KABUL, Afghanistan ?Negotiations for the surrender of Taliban spiritual leader Mullah Mohammad Omar were under way in southern Afghanistan on Wednesday, and the former ruling militia’s intelligence chief was killed in U.S. bombardment last week, officials said.
Qari Ahmadullah was believed to be the highest Taliban official to be killed in the U.S. led campaign that ousted the hard-line Islamic militia from power in Afghanistan. Abdullah Tawheedi, a deputy intelligence minister for the interim government in Kabul, confirmed Ahmadullah’s death to The Associated Press.
Ahmadullah, 40, had been identified by the U.S.-led coalition as one of the Taliban leaders it was trying to capture. He was among 25 people killed in Naka, in Paktika province, on Dec. 27, when U.S. planes attacked a house where he was staying, the Pakistan-based Afghan Islamic Press reported.
According to Raz Mohammed Khan Lunai, Tawheedi’s representative in southeastern Ghazni province, Ahmadullah was killed trying to flee on a motorcycle. Lunai said he witnessed Ahmadullah’s burial in the Ghazni area on Dec. 31.

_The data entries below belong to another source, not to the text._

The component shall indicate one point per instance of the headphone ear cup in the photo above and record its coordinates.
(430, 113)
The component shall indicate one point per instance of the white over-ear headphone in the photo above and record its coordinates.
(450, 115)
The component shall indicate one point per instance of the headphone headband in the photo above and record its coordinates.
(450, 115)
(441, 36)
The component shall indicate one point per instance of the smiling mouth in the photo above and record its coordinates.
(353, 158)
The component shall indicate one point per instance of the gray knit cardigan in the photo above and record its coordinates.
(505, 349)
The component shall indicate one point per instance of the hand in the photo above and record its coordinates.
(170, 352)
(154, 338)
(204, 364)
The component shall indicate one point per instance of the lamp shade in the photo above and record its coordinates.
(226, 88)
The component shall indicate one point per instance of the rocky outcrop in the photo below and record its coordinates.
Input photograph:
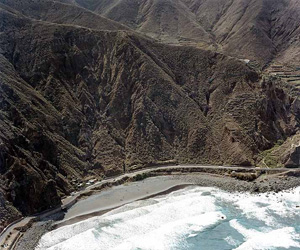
(260, 30)
(78, 102)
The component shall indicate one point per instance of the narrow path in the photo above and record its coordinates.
(70, 200)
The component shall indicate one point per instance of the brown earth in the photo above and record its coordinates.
(82, 96)
(260, 30)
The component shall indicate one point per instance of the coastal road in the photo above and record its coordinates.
(70, 200)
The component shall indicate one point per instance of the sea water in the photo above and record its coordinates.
(190, 218)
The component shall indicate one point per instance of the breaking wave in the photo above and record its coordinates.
(190, 218)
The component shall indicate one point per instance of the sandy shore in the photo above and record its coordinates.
(106, 200)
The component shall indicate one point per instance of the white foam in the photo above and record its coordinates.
(168, 219)
(167, 222)
(284, 237)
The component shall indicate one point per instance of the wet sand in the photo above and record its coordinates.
(106, 200)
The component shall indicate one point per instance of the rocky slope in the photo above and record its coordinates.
(83, 99)
(260, 30)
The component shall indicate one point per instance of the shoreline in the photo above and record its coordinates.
(221, 179)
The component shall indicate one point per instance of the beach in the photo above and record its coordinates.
(101, 202)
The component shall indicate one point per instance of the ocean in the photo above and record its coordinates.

At the same time, U.S. and Afghan forces were intensifying their hunt for Omar, second to Osama bin Laden on the U.S. list of most wanted terrorist fugitives.

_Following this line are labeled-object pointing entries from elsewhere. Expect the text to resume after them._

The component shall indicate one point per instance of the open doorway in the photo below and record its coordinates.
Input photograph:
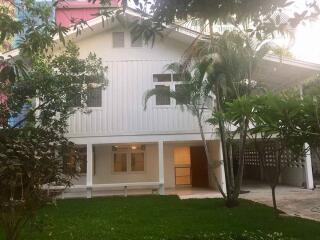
(191, 168)
(182, 166)
(199, 167)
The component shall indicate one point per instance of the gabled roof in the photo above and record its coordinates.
(276, 73)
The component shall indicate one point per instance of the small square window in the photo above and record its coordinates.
(162, 99)
(182, 94)
(118, 39)
(177, 77)
(136, 40)
(137, 162)
(120, 162)
(75, 100)
(94, 97)
(77, 164)
(162, 77)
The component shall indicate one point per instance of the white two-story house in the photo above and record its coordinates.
(124, 146)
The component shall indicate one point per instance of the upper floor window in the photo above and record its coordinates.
(94, 98)
(170, 82)
(118, 39)
(136, 40)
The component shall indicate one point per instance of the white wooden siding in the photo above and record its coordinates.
(130, 73)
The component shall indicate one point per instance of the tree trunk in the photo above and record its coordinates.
(243, 138)
(274, 201)
(210, 173)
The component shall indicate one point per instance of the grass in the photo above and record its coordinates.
(153, 217)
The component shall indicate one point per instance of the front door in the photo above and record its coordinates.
(199, 167)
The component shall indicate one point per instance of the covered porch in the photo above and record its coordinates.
(163, 167)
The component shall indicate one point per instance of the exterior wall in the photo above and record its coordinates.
(104, 167)
(130, 73)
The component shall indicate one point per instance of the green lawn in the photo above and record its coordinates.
(153, 217)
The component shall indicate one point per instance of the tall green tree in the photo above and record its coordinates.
(34, 151)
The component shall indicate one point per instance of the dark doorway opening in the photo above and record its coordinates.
(199, 167)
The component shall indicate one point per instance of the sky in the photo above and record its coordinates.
(307, 38)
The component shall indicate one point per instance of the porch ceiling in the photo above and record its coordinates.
(277, 75)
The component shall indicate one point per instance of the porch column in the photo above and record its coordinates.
(89, 170)
(161, 168)
(308, 167)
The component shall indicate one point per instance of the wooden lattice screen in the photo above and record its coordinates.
(251, 156)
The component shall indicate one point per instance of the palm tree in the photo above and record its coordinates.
(223, 68)
(195, 95)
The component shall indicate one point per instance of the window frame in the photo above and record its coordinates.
(94, 107)
(172, 87)
(113, 39)
(138, 39)
(128, 153)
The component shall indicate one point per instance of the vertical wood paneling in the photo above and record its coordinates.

A commander in the anti Taliban forces, Jamal Khan, said his officials had confirmed that Omar was in hiding “somewhere in Baghran,” a mountainous region north of Kandahar.
Afghan military leaders have been negotiating indirectly with Omar for two days through Baghran’s loya jirga, or grand council, of tribal leaders, said Khan, who is a commander for Haji Gulalai, intelligence chief in the southern city of Kandahar.

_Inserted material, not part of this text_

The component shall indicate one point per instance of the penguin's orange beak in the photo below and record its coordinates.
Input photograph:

In Washington, Pentagon spokesman Rear Adm. John Stufflebeem said he doubted Omar was negotiating to give up. He said an estimated 1,000 to 1,500 Taliban fighters holed up near Baghran were negotiating with anti-Taliban forces, “but I think its a leap of faith if we believe that that is on the behalf of Mullah Omar himself.” The United States has in the past rejected any Taliban surrender that allowed Omar to escape prosecution.
A major military operation involving U.S. Marines and anti Taliban soldiers began Monday to capture Omar. American troops in full combat gear were dispatched from the Marine base at Kandahar airport to northern locations near Baghran.
Omar has been in hiding since the fall of the southern city of Kandahar, the Taliban’s last stronghold, in early December.
Afghan interim Foreign Minister Abdullah said Wednesday that his government did not know where Omar was.
“I think Mullah Omar is still hiding somewhere in Afghanistan. His whereabouts is not known neither to us nor to the coalition, I gather,” Abdullah, who uses one name, told ABC’s “Good Morning America.” “But sooner or later he will be captured.”
In Istanbul on Wednesday, Turkey said it has volunteered to assume command of the international peacekeeping force in Afghanistan when Britain’s mandate expires in three months.
A NATO member, Turkey has historic ties to Afghanistan and was the first Muslim country to offer to send troops there. A decision is pending on taking over leadership foreign troops in Afghanistan.
A 12-nation advance team for Afghanistan’s international peacekeeping force arrived in Kabul late Tuesday to assess logistics for the full-scale arrival of foreign troops later this month.